Projects

Starbucks Review Analysis

Data
NLP
Python

Data analysis project for sentiment prediction and location recommendation based on Starbucks reviews. Made to complete the qualification case to teach Natural Language Processing as a lab assistant.

Starbucks Review Analysis Cover

Starbucks Review Analysis is a data pipeline and analysis project that predicts the sentiment of a Starbucks review and gives Starbucks location recommendations, showcasing understanding and skills in the AI subfield of Natural Language Processing (NLP).

This project was completed as a qualification case (with three parts) to teach Natural Language Processing (NLP) as a laboratory assistant. I chose a dataset of Starbucks customer reviews because I wanted to learn about the process of sentiment analysis for reviews, and (incidentally) I am an avid coffee drinker. There are three notebooks altogether, which demonstrate a foundational data pipeline, from raw data ingestion and cleaning to feature extraction and modeling. From this project, I developed skills in data manipulation, text processing, and building predictive models, which are fundamental to a data engineering workflow.

Tech Stack: Python with libraries Pandas, NLTK, Scikit-learn, Matplotlib, spaCy, pickle (requirements.txt for setting up virtual environment)


Dataset

The data for this project was sourced from a Kaggle dataset created by web scraping the ConsumerAffairs website. It provides a comprehensive collection of consumer reviews and ratings for Starbucks, offering valuable insights into customer sentiment.

The dataset contains the following columns:

  • Name: The reviewer’s name.
  • Location: The location or city associated with the reviewer.
  • Date: The date the review was posted.
  • Rating: The star rating given by the reviewer (1 to 5).
  • Review: The full text content of the review.
  • Image Links: Links to any images included with the reviews.

Key Features

Case 1: Starbucks Reviews Sentiment Analysis with Naive Bayes

Sentiment Analysis Prediction

  • Data Ingestion & Cleansing → Loads the .csv file into a Pandas DataFrame, drops rows with missing values, and converts date strings to a standard datetime format for analysis.
  • Exploratory Data Analysis (EDA) → Visualizes key trends to find insights such as the distribution of ratings, the states with the most reviews, and the busiest months.
  • Text Preprocessing → Cleans raw text by removing special characters, tokenizing words, removing stop words, and performing lemmatization.
  • Frequency Distribution → Finds the most common words in positive and negative reviews to understand sentiment drivers.
  • Model Building & Persistence → Trains a Complement Naive Bayes (ComplementNB) classifier for sentiment analysis and saves the model using Pickle. ComplementNB is excellent for imbalanced datasets like these.
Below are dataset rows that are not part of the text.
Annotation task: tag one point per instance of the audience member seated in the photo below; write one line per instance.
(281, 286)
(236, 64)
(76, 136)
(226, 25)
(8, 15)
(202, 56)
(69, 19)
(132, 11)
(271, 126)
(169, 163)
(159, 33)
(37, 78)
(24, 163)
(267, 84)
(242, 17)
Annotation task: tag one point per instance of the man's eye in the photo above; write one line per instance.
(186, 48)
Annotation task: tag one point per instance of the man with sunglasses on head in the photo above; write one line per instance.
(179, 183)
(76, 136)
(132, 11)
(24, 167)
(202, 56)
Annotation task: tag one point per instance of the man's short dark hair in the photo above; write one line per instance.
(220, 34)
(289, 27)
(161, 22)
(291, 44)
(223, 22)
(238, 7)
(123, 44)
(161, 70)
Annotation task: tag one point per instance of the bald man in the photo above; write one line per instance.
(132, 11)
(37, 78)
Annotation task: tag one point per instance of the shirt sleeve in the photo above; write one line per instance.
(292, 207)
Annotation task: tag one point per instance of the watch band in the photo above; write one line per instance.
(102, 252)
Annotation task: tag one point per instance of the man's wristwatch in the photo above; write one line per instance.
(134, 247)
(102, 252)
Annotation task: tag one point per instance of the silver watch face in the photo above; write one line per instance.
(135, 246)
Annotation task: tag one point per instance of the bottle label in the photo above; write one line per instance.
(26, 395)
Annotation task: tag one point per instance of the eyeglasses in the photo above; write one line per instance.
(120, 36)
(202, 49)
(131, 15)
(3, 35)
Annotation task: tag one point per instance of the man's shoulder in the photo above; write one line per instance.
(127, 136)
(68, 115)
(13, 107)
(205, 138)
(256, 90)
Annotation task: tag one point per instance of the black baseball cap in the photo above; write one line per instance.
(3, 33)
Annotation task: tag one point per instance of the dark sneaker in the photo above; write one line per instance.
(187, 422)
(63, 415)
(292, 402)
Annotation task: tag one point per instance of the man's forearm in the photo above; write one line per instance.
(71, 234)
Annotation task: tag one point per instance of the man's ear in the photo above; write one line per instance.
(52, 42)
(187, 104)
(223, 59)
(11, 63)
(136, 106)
Case 2: Starbucks Location Recommendations

Location Recommendation

  • N-Gram Modeling → Implements an n-gram model to analyze word sequences and calculate text similarity.
  • TF-IDF for Similarity → Uses TF-IDF to vectorize text data and calculate cosine similarity to recommend similar Starbucks locations based on a user’s review.
  • Named Entity Recognition (NER) → Uses spaCy to identify and extract entities like locations, organizations, and people from review text.

Case 3: Grammar Parsing using Natural Language ToolKit

Grammar Parsing

  • Context-Free Grammar (CFG) → Defines a simple grammar using NLTK to demonstrate how to parse sentences and understand their syntactic structure.
  • Syntactic Analysis → The parser builds parse trees for sample sentences, visually representing their grammatical structure.